Nokia believes that a
community of users with GPS-equipped mobile devices can help reduce
traffic and the amount of time spent on the road. Providing real-time
information about traffic congestion helps drivers make more informed
decisions - such as whether to take alternative routes, public
transport, or reschedule their journey.
Traditional traffic
monitoring systems include pavement-embedded sensors, roadside radar or
cameras to provide data for changeable message signs or traffic reports.

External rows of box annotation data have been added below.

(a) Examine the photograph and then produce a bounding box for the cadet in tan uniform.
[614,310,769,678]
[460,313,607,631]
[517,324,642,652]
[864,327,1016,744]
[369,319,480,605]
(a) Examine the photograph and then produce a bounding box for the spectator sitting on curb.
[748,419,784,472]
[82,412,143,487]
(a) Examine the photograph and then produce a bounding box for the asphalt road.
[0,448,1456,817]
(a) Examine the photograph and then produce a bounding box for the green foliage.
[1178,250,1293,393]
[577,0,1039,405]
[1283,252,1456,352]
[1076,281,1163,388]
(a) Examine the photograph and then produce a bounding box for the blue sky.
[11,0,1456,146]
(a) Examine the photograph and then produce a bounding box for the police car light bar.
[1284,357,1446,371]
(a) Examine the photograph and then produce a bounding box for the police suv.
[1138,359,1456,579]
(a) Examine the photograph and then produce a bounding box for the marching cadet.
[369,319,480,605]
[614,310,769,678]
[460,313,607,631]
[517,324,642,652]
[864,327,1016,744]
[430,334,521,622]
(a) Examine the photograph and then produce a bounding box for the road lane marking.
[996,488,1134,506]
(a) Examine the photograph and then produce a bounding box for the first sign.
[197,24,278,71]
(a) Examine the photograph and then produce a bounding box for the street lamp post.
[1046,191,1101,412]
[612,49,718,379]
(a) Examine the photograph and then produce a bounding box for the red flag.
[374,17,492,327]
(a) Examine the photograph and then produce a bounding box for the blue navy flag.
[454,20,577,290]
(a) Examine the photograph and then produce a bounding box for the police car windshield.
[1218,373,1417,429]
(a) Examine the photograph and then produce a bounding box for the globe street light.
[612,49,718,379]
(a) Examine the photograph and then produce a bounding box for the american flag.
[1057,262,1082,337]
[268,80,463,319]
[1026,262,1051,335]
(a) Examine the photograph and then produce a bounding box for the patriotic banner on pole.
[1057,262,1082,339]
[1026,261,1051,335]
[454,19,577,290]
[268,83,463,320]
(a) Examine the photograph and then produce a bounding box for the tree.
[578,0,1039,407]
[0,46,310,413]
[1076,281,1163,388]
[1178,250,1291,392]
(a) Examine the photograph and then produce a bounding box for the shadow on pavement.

But such systems, says Nokia, are costly to install and maintain and so
they only cover limited stretches of today's roads and highways.
Using GPS-enabled mobile
devices can provide a complementary source of traffic data. Traffic flow
data can be expanded to include city side streets, rural roads or any
roadway where a cell phone can get a signal. The Mobile Millennium
traffic data is based in part on the backbone technology of NAVTEQ
Traffic, which provides nation-wide aggregated traffic data in the US
from a variety of sources, now including real-time data from GPS-enabled
mobile phones in vehicles traveling on the highways.
Participation in Mobile
Millennium is open to anyone with a GPS-enabled mobile phone from a
range of manufacturers, an unlimited data plan and the ability to
install and run Java applications.
The Java application enables
participants to receive real-time traffic data and incident reports for
main thoroughfares throughout much of the United States. In the Northern
California area, a number of arterials and highways that are not
currently equipped with sensors will begin to show traffic data as more
users join the network.
While the user-generated
content is completely anonymous, each data point contributes a piece to
the traffic picture which can benefit the entire user community. The
pilot will operate over four to six months and up to 10,000 members of
the public community can participate.
According to Nokia,
protection of personal privacy was built into the very core of the
reporting technology used in Mobile Millennium. From inception,
researchers built safeguards into the system, such as stripping
individual device identifiers from the transmitted traffic data, using
banking-grade encryption techniques to protect the transmission of data,
and drawing data only from targeted roadways where traffic information
is needed.
This Privacy By Design
system continuously filters information to remove data that can be tied
to a particular phone, minimizing the amount of sensitive information
ever created, transmitted or stored.
Mobile Millennium is being
funded in part by a grant award from the US Department of Transportation
under the SafeTrip-21 initiative, informs Nokia.